There are several practical reasons why Americans should not tolerate the CCP’s persecution of Falun Gong, Liu said, one of which being that the persecution carries with it crimes within the CCP’s medical industry through COVID cover-ups and organ harvesting.
“If the West had investigated and requested transparency in China’s health system on the issue of organ transplant abuse that targeted Falun Gong, it would have known earlier about the COVID-19 outbreak in December 2019, which could have saved many lives,” Liu said. “Americans thought the cover-up was a joke, but for Chinese people, we all knew that a cover-up is the common response of the communist government to civil emergency events and human rights abuse.”

The Falun Gong Protection Act

Today, Liu tells his story to raise awareness about the CCP’s abuses, its nature, and how it impacts Americans, to prevent the shadow from fully darkening the United States.
He attended a GOP state convention for the North Carolina members of the U.S. Congress to encourage them to co-sponsor The Falun Gong Protection Act, an act that “aims to end forced organ harvesting of Falun Gong practitioners in China and to protect American transplant patients and the international medical community from unwittingly supporting this crime.”

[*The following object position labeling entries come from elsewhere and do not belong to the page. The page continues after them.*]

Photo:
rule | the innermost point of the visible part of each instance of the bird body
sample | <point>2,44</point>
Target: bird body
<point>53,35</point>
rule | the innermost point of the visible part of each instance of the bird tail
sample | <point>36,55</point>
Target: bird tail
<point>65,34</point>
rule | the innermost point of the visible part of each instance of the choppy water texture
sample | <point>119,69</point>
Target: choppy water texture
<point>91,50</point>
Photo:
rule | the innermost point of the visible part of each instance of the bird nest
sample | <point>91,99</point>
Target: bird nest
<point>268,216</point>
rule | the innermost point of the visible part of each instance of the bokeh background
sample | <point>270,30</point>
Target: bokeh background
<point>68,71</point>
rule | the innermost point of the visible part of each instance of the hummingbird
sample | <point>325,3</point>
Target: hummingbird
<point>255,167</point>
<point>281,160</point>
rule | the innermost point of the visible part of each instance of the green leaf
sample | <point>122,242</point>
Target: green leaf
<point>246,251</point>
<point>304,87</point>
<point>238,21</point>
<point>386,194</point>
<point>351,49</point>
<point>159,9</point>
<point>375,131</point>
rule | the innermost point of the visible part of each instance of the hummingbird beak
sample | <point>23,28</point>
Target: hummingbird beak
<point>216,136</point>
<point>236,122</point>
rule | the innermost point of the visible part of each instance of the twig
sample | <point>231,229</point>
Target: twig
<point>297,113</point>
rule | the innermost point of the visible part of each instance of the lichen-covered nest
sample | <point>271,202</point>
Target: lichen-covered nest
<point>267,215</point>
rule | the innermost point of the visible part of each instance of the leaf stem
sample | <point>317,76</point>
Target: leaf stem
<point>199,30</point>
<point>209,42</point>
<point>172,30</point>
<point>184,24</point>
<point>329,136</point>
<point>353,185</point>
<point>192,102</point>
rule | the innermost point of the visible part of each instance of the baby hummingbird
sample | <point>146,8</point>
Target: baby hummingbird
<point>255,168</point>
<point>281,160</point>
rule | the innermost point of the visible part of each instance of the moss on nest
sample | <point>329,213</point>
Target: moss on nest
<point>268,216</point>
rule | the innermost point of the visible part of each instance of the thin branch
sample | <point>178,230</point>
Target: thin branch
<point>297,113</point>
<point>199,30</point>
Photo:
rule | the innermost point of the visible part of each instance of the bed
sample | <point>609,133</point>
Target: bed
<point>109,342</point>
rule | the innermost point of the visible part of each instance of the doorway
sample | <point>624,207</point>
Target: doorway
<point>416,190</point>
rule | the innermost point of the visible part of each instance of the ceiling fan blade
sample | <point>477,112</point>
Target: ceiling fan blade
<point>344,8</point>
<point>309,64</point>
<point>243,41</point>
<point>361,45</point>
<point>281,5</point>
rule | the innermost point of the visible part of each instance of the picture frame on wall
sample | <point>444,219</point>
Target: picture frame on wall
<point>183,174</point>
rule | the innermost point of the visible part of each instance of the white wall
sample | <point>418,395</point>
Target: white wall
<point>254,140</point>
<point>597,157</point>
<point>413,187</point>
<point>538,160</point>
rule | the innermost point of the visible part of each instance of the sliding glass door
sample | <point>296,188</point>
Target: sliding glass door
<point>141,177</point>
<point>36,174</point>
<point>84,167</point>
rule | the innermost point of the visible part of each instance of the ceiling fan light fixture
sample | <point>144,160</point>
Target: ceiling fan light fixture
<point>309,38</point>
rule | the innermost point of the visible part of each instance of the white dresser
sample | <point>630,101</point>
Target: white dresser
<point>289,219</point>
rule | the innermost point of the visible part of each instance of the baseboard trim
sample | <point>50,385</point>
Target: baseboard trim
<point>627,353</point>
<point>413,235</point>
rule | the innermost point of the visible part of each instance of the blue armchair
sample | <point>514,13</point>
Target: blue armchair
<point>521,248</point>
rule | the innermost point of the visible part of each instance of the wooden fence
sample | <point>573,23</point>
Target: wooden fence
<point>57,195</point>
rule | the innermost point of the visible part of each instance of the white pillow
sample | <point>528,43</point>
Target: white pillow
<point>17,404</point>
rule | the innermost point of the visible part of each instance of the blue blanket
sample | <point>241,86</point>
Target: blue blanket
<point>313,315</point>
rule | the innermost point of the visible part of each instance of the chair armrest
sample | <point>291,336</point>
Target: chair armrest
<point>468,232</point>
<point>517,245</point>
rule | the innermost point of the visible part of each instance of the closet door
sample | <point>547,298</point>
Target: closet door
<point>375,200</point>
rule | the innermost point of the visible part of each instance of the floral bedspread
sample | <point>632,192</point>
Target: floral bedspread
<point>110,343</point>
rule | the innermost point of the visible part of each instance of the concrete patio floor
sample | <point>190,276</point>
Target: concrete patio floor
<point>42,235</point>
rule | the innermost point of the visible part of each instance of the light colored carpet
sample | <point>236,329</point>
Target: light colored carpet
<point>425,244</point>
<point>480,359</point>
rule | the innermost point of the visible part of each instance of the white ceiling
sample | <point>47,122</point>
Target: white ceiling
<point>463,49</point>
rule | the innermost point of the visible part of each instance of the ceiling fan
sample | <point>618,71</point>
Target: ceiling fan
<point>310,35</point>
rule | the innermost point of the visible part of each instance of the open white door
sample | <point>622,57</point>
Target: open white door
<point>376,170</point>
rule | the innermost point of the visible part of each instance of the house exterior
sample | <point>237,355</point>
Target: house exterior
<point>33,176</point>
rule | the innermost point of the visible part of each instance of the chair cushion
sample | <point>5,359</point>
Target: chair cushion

The bill was introduced by Rep. Scott Perry (R-Pa.) on Dec. 16, 2021.

Winston Liu in 2020. (Courtesy of Winston Liu)
Winston Liu in 2020. (Courtesy of Winston Liu)

Faith Through Difficult Times

Because of Falun Gong, he said he’s able to see those who persecuted him and his fellow practitioners not as enemies, but as sick people who have been poisoned by the propaganda of the CCP.

And through those difficult times of persecution, Liu said, he would take time to ask himself, “How can I value my life?”

“Under the tyranny of the Chinese Communist regime, there are two options as a Falun Gong practitioner,” he said. “The first is being a slave of the regime. It means wiping out the nature of humanity and living without dignity. This is the way of life the Chinese communist regime would have expected every Chinese to have since CCP took power.”

The second option, he said, is to retain the inner beauty—untouched by the exterior, fleeting circumstances—of the human spirit, and to pursue the traditional values like truth, compassion, and tolerance, he said.

“The former would have me living in a dark, selfish inner world; the latter would make me really happy from the inner heart and have a life with dignity,” he said. “From the teachings of Falun Gong, I valued the latter.”

Though he knew his physical body could die, he said he found that his interior journey could remain unwavering in the light of his practice.

“What is the meaning of life? To return to my true self,” Liu said. “This is the faith that got me through the difficult times.”